I'm new to python automation and wrote a script to get some port handles from Ixia and store into a list. I;m trynig to sort that port-handle where I see a problem.
I tried using the sort method but doesn;t work
>>> a
['1/1/11', '1/1/6']
>>> a.sort()
>>> a
['1/1/11', '1/1/6']
>>> d = a.sort()
>>> print(d)
None
>>>
Am i missing anything here .. kindly clarify
I want the output in the following format
1/1/6 1/1/11
You are trying to sort a list of strings. Strings are naturally sorted in lexicographical_order, i.e. "10" < "11" < "2" < "5" < ..., so Python executes correctly what you want it to do. This being said, you need to transform your data into something that will be sorted as you want.
>>> a = ['1/1/11', '1/1/6']
>>> a
['1/1/11', '1/1/6']
>>> def to_tuple(string_representation):
... return tuple(int(i) for i in string_representation.split('/'))
...
>>> b = [to_tuple(element) for element in a]
>>> b.sort()
>>> b
[(1, 1, 6), (1, 1, 11)]
>>> a.sort(key=to_tuple)
>>> a
['1/1/6', '1/1/11']
Here we use the fact that tuple is sorted by default exactly how we want it to be sorted in your case (actually, it is also a lexicographical order, but now 11 is one element of a sequence and not two).

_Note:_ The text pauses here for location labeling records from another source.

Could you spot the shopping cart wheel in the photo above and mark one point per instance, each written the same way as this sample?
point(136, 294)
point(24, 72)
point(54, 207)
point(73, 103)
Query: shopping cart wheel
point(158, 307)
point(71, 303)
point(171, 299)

List b contains a transformed list, where each element is a tuple. And now sort will work as you want.
The second option, will be using a custom key operator. It is a function that returns a key to compare different elements of your list. In this case, key will be a corresponding tuple of integers and will be compared as you want.
The second approach (with the key operator) will create an additional overhead during sorting as it will be called O(NlogN) times.
You also tried using the result of sort function as a value, but it changes the given list in-place. If you want a sorted copy of your list, use sorted.